LOS ANGELES (AP) -- Brown water has led Los Angeles International Airport to temporarily shut off the supply at five gates in its international terminal, which is undergoing renovations.
The shutdown means carriers parking planes at those gates must use bottled water to replenish their on-board supply or transport water from other terminals using tanker trucks -- a lengthy process that can delay flights, the Los Angeles Times reported Saturday.
Water inside the terminal, which is being renovated as part of a $4 billion airport overhaul, has not been affected.
According to airport emails obtained by the Times, the water is brown and contains high levels of bacteria and particles of copper, brass and rust.
The problem surfaced two weeks ago, and the airport originally shut off water to all 13 gates in the terminal. The shutoff is now limited to five gates -- four new ones and one old one, officials for Los Angeles World Airports said in a printed statement Saturday.

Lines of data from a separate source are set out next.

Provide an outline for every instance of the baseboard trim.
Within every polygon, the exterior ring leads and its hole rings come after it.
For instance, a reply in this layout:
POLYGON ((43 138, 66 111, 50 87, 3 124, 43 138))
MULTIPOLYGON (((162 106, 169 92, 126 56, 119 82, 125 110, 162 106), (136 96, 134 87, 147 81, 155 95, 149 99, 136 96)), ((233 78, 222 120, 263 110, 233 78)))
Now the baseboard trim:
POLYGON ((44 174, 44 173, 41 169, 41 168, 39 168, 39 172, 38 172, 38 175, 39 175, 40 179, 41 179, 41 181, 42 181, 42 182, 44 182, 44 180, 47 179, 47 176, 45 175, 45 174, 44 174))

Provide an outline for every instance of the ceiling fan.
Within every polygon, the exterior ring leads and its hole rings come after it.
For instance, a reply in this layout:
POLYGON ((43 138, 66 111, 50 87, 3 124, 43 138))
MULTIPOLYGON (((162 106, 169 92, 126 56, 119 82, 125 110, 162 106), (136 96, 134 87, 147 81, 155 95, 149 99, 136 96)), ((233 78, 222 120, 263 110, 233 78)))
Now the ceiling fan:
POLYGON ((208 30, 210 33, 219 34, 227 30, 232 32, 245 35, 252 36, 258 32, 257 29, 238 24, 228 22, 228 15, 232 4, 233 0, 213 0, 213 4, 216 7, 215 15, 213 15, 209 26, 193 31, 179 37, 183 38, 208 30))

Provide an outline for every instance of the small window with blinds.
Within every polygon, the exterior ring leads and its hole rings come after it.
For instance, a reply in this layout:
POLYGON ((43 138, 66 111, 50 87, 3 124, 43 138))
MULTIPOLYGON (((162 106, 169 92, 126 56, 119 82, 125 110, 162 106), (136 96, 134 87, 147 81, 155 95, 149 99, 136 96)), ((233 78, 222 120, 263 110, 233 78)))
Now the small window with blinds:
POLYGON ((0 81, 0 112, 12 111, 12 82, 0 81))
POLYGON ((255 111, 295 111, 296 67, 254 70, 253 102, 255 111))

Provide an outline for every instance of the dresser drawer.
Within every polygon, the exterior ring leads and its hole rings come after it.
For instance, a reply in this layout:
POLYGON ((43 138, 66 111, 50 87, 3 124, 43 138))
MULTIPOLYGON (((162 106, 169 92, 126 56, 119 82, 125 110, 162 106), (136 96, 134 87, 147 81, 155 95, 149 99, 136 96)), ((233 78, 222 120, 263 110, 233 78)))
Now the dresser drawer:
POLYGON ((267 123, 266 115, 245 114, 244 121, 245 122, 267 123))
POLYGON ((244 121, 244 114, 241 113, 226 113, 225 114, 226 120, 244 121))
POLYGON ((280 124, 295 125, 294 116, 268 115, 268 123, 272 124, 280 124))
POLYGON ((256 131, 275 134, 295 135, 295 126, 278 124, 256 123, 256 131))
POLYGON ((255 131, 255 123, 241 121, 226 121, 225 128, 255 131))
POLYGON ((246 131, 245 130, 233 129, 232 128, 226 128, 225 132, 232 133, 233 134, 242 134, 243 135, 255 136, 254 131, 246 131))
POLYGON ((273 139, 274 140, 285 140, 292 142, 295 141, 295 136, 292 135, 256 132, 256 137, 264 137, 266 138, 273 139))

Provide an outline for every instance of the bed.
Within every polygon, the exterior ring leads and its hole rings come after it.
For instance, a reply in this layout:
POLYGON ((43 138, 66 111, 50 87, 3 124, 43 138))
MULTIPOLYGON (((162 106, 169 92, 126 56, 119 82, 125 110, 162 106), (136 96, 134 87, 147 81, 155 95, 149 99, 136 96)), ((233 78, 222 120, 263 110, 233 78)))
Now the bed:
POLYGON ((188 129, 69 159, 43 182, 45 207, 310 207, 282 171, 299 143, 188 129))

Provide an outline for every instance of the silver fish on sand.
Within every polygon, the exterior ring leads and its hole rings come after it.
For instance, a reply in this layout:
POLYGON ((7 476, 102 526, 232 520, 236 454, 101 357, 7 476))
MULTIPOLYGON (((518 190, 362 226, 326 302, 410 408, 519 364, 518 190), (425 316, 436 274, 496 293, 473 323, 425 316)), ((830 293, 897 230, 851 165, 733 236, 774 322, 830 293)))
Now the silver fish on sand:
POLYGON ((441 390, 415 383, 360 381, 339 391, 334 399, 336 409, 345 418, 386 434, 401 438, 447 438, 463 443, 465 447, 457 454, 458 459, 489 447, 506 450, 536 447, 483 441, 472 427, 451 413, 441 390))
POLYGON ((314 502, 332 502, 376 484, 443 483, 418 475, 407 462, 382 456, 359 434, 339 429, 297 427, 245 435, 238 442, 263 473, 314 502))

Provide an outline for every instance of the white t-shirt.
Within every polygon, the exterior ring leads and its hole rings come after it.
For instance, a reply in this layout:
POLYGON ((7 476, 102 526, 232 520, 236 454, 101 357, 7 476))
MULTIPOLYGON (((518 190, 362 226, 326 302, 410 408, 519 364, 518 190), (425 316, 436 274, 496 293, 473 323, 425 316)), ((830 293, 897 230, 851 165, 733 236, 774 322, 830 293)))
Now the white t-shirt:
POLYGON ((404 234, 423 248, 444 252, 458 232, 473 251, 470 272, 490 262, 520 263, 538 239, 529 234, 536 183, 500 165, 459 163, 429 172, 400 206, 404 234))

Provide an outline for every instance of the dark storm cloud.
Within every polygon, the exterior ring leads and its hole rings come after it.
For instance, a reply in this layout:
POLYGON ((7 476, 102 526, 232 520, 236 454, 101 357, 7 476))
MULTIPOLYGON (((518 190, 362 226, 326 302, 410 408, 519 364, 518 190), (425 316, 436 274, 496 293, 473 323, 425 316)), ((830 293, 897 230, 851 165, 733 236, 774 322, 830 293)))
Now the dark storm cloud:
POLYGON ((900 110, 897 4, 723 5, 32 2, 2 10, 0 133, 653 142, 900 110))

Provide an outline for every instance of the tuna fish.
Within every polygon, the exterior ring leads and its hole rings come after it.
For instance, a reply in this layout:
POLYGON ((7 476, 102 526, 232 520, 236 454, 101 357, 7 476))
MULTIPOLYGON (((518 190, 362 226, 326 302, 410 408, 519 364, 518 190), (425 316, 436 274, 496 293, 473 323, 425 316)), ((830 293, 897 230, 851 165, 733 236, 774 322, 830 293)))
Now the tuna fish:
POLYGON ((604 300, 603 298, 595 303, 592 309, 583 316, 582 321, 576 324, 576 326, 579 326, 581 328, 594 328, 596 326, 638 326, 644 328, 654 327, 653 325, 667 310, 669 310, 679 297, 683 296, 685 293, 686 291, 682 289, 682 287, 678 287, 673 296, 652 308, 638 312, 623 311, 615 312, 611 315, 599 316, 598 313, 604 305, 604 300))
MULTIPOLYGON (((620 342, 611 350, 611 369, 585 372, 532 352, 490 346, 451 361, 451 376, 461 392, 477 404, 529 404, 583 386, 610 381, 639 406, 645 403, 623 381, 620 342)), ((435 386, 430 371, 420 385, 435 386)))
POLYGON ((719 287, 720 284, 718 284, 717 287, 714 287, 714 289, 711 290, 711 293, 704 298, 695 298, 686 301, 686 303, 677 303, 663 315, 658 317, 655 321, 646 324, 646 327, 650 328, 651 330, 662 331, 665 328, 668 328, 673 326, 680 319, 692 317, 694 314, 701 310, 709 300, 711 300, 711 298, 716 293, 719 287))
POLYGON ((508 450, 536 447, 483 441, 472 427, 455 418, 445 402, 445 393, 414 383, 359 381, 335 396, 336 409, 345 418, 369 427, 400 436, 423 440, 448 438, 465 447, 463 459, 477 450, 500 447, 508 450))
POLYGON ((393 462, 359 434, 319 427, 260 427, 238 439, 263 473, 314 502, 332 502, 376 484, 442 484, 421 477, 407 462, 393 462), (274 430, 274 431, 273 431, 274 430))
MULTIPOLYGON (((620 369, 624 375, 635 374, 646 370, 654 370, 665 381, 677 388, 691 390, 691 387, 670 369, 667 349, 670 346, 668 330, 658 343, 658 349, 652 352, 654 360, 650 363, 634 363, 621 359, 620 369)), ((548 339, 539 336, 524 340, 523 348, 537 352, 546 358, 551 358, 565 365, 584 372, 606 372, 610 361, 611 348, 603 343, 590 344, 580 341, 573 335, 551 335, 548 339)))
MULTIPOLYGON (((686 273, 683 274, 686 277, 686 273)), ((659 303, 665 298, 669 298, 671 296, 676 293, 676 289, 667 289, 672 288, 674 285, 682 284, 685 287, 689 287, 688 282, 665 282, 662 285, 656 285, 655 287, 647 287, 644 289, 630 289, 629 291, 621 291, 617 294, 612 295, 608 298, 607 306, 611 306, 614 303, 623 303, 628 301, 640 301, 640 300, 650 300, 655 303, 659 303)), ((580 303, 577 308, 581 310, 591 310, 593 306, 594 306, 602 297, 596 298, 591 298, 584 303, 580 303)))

The airport has tested the water and it is safe to drink, airport spokeswoman Nancy Castles said. But low chlorine levels don't meet the standards of some international carriers, leading the water to be shut off at the five gates, she said.
"It is not unusual for plumbing in buildings to sometimes cause water to become discolored, resulting in conditions that reduce the amount of chlorine disinfectant present in the water," Castles said in the statement.
The Los Angeles Department of Water and Power has been asked to help determine the source of the water quality problems, but the issue is an internal one, department spokesman Joseph Ramallo said.
"There is no water quality concern or problem with the water supply provided to the airport or residents of the surrounding area from LADWP," he said.